Der frühere Schachweltmeister Garry Kasparow hat sein politisches Engagement zwar nicht eingestellt, wie beim Blick auf die Kreml-kritische Internetseite kasparov.ru deutlich wird, aber er interessiert sich offenbar wieder mehr für sein ursprüngliches Metier. Zum einen setzte er sich erfolgreich für Schach als Unterrichtsfach ein (vgl. Editorial der letzten Ausgabe), erkennbar ist aber auch sein wieder erwachtes Interesse an Themen im Leistungsschach. Am 12. April, einen Tag vor seinem 49. Geburtstag, gab er in einem Interview mit der estnischen Internetseite http://rus.postimees.ee/ interessante Aussagen zu Protokoll.

Laut Kasparow ist Bobby Fischer höher einzuschätzen als Magnus Carlsen.
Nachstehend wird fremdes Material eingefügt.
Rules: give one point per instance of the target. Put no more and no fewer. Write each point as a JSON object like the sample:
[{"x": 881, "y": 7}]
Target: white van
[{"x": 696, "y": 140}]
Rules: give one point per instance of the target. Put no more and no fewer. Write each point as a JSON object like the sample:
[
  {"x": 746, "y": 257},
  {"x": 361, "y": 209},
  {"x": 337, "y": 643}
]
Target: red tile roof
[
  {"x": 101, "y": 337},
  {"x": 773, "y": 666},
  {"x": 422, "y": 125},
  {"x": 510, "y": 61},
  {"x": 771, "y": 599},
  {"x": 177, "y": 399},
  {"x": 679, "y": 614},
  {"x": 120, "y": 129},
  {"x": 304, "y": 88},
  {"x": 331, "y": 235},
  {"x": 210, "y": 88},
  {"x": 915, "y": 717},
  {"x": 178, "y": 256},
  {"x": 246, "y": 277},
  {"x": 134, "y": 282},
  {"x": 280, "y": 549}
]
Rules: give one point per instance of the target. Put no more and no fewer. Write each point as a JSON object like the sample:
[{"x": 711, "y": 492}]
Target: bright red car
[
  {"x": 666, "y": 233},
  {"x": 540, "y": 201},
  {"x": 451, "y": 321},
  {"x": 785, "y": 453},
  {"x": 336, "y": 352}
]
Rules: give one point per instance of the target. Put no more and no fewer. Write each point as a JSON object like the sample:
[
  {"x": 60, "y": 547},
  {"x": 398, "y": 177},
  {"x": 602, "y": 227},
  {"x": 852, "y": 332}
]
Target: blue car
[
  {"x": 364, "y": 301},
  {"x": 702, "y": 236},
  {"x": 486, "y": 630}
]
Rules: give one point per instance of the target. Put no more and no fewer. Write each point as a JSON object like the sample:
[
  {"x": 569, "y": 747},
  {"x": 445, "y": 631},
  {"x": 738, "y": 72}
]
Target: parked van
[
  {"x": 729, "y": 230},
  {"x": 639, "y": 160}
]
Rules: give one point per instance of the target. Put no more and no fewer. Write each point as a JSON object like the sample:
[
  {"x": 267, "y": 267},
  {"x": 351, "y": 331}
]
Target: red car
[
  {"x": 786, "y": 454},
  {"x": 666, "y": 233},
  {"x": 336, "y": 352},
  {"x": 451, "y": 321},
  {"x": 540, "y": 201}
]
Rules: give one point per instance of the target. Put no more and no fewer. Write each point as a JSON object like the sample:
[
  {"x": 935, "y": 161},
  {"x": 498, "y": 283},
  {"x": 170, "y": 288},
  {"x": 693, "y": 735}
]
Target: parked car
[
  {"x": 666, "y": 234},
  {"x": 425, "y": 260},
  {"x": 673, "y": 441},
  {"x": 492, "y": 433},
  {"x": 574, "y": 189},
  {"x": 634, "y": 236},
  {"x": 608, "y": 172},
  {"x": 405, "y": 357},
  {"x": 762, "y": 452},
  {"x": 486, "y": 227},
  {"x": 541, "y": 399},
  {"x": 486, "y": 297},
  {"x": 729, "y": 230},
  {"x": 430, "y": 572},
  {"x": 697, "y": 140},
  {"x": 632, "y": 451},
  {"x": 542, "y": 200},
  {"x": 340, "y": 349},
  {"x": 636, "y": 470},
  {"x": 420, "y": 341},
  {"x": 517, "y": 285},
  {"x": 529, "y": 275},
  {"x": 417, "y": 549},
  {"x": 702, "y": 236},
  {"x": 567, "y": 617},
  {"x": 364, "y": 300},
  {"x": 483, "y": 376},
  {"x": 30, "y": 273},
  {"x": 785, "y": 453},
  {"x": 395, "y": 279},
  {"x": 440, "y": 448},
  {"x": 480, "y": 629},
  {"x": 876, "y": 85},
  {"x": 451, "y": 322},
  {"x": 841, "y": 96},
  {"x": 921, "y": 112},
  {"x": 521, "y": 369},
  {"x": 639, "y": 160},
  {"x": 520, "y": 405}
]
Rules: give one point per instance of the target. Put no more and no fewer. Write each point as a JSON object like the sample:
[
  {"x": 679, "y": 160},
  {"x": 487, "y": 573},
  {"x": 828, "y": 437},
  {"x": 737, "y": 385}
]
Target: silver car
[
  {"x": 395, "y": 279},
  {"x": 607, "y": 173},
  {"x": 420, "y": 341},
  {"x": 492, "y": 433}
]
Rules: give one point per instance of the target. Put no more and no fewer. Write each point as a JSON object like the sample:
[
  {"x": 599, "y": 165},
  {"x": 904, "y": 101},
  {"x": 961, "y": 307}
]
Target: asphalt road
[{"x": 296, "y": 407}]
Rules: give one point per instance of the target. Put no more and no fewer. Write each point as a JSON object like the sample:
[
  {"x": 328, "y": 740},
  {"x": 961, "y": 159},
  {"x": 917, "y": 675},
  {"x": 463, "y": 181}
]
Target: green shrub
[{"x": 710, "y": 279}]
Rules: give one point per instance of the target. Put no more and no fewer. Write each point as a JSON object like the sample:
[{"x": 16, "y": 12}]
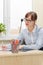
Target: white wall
[
  {"x": 38, "y": 7},
  {"x": 6, "y": 14}
]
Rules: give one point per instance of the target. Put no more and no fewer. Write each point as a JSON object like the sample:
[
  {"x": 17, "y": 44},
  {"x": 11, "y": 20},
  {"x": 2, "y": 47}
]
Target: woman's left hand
[{"x": 21, "y": 46}]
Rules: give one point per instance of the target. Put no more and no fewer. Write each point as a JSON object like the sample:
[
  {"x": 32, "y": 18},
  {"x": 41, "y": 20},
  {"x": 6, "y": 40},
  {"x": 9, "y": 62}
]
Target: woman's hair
[{"x": 32, "y": 14}]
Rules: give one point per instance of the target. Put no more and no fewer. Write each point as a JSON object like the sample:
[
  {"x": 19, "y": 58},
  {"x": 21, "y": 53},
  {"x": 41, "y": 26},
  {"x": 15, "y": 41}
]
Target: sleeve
[
  {"x": 20, "y": 38},
  {"x": 38, "y": 44}
]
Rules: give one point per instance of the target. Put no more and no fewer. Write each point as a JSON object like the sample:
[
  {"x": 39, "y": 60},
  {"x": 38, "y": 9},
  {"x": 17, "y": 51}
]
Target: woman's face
[{"x": 29, "y": 23}]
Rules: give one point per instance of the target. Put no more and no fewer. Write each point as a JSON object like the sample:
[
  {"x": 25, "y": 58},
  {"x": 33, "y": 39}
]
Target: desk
[{"x": 33, "y": 57}]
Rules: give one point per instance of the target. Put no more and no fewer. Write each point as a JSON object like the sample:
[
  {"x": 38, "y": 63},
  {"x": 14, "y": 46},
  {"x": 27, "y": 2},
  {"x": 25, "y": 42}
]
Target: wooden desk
[{"x": 34, "y": 57}]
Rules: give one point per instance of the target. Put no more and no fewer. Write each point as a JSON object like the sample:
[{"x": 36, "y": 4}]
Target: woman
[{"x": 32, "y": 35}]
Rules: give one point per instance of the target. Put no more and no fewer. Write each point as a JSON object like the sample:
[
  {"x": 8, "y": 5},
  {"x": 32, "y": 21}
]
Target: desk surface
[
  {"x": 32, "y": 52},
  {"x": 33, "y": 57}
]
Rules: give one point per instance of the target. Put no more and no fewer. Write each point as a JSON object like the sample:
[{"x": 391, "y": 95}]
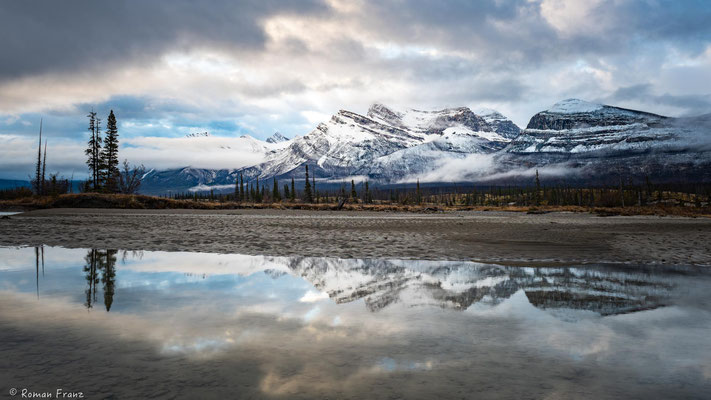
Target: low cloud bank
[{"x": 18, "y": 154}]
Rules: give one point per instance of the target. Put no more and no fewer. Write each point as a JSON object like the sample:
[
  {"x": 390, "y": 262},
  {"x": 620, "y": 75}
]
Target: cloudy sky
[{"x": 254, "y": 67}]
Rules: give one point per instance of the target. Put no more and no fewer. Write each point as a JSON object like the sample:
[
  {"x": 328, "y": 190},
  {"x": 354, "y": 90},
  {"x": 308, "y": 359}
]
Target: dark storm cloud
[
  {"x": 529, "y": 37},
  {"x": 57, "y": 36}
]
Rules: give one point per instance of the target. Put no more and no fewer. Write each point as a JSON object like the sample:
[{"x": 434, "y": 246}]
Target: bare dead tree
[
  {"x": 130, "y": 178},
  {"x": 37, "y": 182},
  {"x": 43, "y": 182}
]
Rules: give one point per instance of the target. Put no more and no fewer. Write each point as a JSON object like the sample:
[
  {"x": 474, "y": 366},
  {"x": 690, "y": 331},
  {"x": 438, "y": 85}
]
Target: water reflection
[
  {"x": 602, "y": 289},
  {"x": 326, "y": 327}
]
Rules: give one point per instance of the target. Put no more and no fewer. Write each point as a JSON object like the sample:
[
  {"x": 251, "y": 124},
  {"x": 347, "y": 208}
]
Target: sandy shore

Letzterer sei zwar "ein Stern erster Größenordnung", doch beim Betrachten seiner derzeitigen Wertungszahl von 2835 müsse man die Inflation dieser Zahlen berücksichtigen. "Als ich oben war, gab es nur zwei Leute mit Elo über 2700, und heute sind es 45. … Fischer hatte im Jahre 1972 ein Rating von 2785, das entspricht meinem von 2851, was ich 1999 hatte. Fischer war bedeutender als Carlsen, obwohl dessen Elo besser ist. … Als Fischer nach oben stürmte, erzielte er +6 Ergebnisse, ich machte +6 bis +7, und Carlsen erzielt +3 bis +4."

Kasparows Aussagen zu Fischer und Carlsen decken sich mit Einschätzungen des Mathematikers Jeff Sonas, der - der Verständlichkeit halber vereinfacht ausgedrückt - die These vertritt, die wahre Stärke eines Weltranglistenersten offenbare sich in der Größe des Abstands zum zweitbesten Spieler, und da habe Fischer diesen sowie alle anderen zeitweise um mehr als 100 Wertungspunkte überragt.

Einen derartigen Überflieger gibt es heute nicht, aber viele starke Spieler, die tolle Partien produzieren. Dieses Heft ist voll davon. Viel Spaß bei der Lektüre.